MA102a 2024春期末答案

2024春数学分析2(H)期末考试答案-马嘉麒

一

设 $F_{1} (x, y, z) = x^{3} + y^{3} + z^{3} - 3 x y z, F_{2} (x, y, z) = x + y + z - a$ 则

(\begin{matrix} \frac{d y}{d x} \\ \frac{d z}{d x} \end{matrix}) = - {(\begin{array}{ll} \frac{\partial F_{1}}{\partial y} & \frac{\partial F_{1}}{\partial z} \\ \frac{\partial F_{2}}{\partial y} & \frac{\partial F_{2}}{\partial z} \end{array})}^{- 1} (\begin{matrix} \frac{\partial F_{1}}{\partial x} \\ \frac{\partial F_{2}}{\partial x} \end{matrix})

= - {(\begin{array}{cc} 3 y^{2} - 3 x z & 3 z^{2} - 3 x y \\ 1 & 1 \end{array})}^{- 1} (\begin{matrix} 3 x^{2} - 3 y z \\ 1 \end{matrix})

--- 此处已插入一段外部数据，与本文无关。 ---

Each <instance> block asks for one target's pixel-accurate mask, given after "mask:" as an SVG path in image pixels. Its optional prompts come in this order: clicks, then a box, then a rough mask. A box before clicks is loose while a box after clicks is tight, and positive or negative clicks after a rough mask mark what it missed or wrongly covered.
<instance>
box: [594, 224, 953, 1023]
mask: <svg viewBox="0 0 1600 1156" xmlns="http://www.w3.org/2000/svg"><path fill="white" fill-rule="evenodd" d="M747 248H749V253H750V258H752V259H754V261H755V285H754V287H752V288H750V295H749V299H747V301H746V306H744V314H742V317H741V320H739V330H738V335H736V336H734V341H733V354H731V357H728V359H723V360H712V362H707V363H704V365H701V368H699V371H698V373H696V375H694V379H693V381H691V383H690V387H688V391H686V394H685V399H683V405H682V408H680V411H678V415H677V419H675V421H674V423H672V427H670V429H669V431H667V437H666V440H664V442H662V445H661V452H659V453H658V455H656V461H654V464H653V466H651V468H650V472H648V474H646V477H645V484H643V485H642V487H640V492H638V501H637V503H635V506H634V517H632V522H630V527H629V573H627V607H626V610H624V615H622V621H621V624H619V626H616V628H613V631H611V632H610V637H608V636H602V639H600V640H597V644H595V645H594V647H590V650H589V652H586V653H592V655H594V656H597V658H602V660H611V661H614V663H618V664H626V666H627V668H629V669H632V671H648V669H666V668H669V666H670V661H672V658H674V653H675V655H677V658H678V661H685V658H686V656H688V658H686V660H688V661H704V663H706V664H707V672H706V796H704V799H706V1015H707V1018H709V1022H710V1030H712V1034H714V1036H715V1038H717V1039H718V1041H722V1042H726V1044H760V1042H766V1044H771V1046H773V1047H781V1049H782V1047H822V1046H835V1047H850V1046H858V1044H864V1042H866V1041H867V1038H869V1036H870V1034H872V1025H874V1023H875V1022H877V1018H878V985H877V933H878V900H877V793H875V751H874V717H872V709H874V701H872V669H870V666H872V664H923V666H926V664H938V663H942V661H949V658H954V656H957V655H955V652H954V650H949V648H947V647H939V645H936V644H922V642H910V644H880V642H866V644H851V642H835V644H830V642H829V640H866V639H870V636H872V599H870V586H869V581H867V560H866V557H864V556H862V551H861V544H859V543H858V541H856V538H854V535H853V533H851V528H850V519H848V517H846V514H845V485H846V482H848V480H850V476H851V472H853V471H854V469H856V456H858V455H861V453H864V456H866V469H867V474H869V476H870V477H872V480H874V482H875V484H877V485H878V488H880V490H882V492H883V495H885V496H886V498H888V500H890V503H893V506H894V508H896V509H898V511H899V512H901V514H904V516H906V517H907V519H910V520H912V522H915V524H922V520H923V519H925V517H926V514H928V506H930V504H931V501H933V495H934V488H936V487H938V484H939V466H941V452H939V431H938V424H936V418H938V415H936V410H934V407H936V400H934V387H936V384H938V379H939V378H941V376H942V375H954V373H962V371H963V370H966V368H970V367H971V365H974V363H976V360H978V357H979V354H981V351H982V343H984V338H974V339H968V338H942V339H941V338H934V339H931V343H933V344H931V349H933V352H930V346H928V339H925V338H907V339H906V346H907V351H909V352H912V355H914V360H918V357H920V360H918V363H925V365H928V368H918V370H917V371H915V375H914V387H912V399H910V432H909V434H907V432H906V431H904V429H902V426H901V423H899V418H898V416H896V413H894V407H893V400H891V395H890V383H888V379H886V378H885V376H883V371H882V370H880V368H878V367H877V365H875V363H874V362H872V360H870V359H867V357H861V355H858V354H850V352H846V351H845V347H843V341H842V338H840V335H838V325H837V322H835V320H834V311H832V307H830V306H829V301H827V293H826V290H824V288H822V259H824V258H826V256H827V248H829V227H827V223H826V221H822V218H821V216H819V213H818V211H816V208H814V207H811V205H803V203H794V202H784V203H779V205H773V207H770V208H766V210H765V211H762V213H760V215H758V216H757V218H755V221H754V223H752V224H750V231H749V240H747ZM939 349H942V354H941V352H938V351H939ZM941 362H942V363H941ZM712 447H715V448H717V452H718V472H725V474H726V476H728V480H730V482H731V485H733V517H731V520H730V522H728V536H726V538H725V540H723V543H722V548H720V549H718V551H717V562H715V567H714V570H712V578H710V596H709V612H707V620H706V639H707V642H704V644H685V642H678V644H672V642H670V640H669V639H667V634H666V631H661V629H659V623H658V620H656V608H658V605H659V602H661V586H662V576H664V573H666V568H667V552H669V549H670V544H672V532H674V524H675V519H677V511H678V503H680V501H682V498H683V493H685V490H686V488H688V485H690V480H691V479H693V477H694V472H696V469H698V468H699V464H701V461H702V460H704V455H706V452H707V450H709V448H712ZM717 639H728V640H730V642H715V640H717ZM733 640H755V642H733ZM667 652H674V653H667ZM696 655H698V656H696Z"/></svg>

= - \frac{1}{3 (y + z) (y - z - x)} (\begin{array}{cc} 1 & 3 x y - 3 z^{2} \\ - 1 & 3 y^{2} - 3 x z \end{array}) (\begin{matrix} 3 x^{2} - 3 y z \\ 1 \end{matrix})

= (\begin{matrix} \frac{(z - x) (z + x + y)}{(y + z) (y - z - x)} \\ \frac{(x - y) (x + y + z)}{(y + z) (y - z - x)} \end{matrix})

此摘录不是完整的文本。